Oggi parliamo con… Roberto Carboni

Da Gialloecucina

Incontriamo nella sua Bologna Roberto Carboni, ora in libreria con “L’ammiratore”, (intervista a cura di A. Noseda).

Buongiorno Roberto e grazie del tuo tempo! Raccontati a Giallo e Cucina. Qualcosa che i lettori ancora non sanno?

Buongiorno a voi! Forse alcuni miei lettori non sanno che non c’è nulla che non sanno. Non ho filtri, dico (e scrivo) sempre, esattamente ciò che ho dentro. Stati d’animo, ansie, paure, gioie. E questa genuinità (che per me è solo ricerca del vero) trapela nelle mie storie e inquina la finzione. La finzione è una cosa serissima. Con una parte del cervello il lettore vuole sognare mentre con l’altra scannerizza con esigenza, esige verità o almeno plausibilità assoluta.

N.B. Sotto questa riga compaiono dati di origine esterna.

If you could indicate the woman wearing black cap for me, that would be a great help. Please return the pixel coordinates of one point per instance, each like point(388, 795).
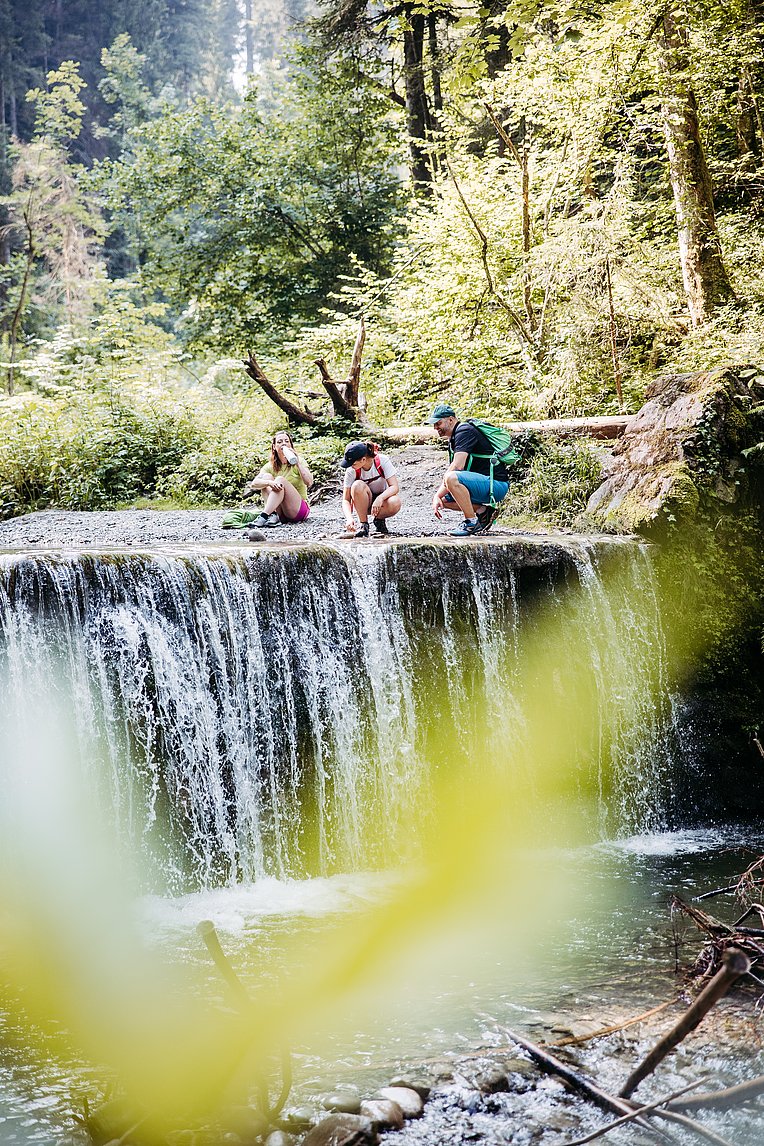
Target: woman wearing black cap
point(370, 487)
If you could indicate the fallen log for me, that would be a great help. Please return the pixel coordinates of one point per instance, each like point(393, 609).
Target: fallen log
point(575, 1039)
point(611, 426)
point(635, 1114)
point(611, 1103)
point(735, 964)
point(682, 1120)
point(722, 1099)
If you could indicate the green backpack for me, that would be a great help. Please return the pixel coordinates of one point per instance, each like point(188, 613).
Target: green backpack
point(504, 452)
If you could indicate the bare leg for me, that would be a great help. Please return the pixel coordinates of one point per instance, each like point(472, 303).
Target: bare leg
point(388, 508)
point(461, 495)
point(291, 502)
point(273, 501)
point(362, 499)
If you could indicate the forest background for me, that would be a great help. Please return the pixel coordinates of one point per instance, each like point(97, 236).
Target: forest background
point(535, 206)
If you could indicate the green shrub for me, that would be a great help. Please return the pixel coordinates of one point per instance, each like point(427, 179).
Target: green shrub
point(554, 484)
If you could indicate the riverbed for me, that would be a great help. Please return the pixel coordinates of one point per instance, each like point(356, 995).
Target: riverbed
point(615, 958)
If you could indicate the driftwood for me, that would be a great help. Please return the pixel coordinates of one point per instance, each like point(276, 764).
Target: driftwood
point(722, 1099)
point(296, 415)
point(611, 1103)
point(575, 1039)
point(635, 1114)
point(682, 1120)
point(725, 936)
point(206, 929)
point(344, 395)
point(611, 426)
point(735, 964)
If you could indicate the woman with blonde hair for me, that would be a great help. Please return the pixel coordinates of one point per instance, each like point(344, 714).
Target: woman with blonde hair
point(284, 481)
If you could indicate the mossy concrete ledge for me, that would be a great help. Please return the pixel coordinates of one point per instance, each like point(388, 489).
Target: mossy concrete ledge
point(684, 447)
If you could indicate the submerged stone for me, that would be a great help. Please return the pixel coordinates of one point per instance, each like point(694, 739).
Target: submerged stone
point(343, 1103)
point(343, 1130)
point(384, 1113)
point(409, 1100)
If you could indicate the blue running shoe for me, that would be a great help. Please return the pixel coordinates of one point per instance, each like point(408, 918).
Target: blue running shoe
point(467, 528)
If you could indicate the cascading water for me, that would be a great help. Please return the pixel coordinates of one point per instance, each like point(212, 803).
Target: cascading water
point(269, 712)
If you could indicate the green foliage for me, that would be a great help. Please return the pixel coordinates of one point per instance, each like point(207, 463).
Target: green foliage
point(299, 182)
point(58, 109)
point(552, 485)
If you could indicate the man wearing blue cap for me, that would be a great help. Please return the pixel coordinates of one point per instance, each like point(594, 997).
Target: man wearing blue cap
point(467, 484)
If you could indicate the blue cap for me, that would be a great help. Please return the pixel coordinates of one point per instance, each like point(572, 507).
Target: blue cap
point(442, 410)
point(354, 453)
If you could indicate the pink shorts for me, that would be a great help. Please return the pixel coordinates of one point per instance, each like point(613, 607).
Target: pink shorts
point(301, 513)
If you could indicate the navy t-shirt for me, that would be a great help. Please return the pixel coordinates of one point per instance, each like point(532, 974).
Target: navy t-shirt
point(471, 440)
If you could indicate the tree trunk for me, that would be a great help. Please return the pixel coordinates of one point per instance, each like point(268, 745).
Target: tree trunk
point(746, 119)
point(434, 62)
point(249, 37)
point(417, 108)
point(296, 415)
point(705, 276)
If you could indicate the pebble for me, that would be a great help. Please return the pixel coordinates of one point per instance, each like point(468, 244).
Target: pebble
point(410, 1103)
point(245, 1121)
point(299, 1117)
point(420, 1085)
point(343, 1103)
point(278, 1138)
point(384, 1113)
point(343, 1130)
point(491, 1082)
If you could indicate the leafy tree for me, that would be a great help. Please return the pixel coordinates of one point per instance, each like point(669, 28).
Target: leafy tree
point(245, 217)
point(52, 226)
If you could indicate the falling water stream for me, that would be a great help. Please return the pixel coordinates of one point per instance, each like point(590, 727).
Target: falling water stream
point(258, 723)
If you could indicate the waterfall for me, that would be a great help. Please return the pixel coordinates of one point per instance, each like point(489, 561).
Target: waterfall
point(245, 713)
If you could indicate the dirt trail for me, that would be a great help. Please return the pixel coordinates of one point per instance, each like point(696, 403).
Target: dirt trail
point(419, 470)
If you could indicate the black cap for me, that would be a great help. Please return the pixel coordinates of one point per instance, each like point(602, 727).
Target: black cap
point(354, 453)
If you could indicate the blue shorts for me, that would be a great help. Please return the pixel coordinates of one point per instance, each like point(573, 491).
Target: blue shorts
point(479, 486)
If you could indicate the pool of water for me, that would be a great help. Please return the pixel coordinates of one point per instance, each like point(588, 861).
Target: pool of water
point(614, 956)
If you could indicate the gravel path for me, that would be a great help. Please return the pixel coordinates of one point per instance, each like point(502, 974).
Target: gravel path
point(419, 471)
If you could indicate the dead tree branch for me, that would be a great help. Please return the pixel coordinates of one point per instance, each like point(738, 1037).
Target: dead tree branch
point(735, 964)
point(611, 1030)
point(635, 1114)
point(346, 395)
point(722, 1099)
point(611, 1103)
point(297, 415)
point(514, 316)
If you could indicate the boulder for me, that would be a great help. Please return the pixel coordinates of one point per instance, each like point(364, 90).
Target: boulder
point(684, 445)
point(343, 1103)
point(343, 1130)
point(414, 1082)
point(384, 1113)
point(409, 1101)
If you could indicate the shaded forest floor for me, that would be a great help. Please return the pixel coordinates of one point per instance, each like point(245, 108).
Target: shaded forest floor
point(419, 470)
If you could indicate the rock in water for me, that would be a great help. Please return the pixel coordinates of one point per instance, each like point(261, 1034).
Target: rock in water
point(343, 1130)
point(278, 1138)
point(344, 1103)
point(410, 1103)
point(384, 1113)
point(422, 1085)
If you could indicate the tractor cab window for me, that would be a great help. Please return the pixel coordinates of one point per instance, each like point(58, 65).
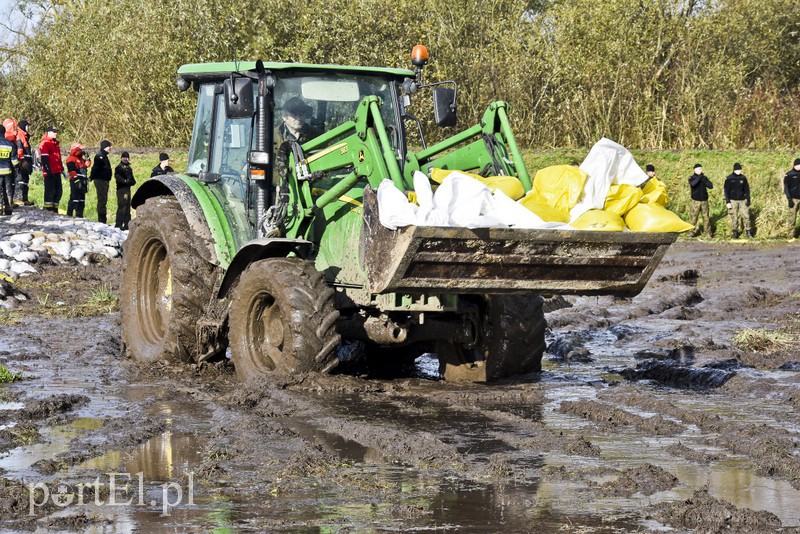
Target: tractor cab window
point(201, 134)
point(325, 101)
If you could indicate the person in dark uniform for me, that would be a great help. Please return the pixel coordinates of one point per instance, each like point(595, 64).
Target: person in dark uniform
point(101, 177)
point(125, 180)
point(163, 166)
point(294, 113)
point(791, 187)
point(737, 199)
point(700, 185)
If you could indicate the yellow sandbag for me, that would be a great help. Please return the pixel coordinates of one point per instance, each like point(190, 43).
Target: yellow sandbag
point(621, 198)
point(560, 185)
point(655, 192)
point(537, 205)
point(600, 220)
point(509, 185)
point(654, 218)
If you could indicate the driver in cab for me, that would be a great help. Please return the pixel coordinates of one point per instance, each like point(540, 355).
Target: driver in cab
point(294, 127)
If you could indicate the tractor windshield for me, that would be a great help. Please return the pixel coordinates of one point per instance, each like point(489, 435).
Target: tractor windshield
point(325, 101)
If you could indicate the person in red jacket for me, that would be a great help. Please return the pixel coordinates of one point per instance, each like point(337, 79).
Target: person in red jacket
point(52, 167)
point(25, 156)
point(11, 134)
point(77, 165)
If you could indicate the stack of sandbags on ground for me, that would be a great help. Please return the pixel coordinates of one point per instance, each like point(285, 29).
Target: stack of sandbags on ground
point(460, 200)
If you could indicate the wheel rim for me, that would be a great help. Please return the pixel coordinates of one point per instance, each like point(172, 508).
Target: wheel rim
point(155, 299)
point(265, 334)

Io vibro di emozioni e so riprodurle con le parole. Sostanzialmente sono un bambino che scrive come un adulto.

Perché leggi e scrivi?

Perché i miei occhi sono montati alla rovescio, io mi guardo dentro, più che osservare fuori. Del “fuori” ho poco bisogno, mi bastano pochissimi stimoli. Il resto è introspezione. Metto in relazione realtà e fantasia da una parte e la mia emotività dall’altra.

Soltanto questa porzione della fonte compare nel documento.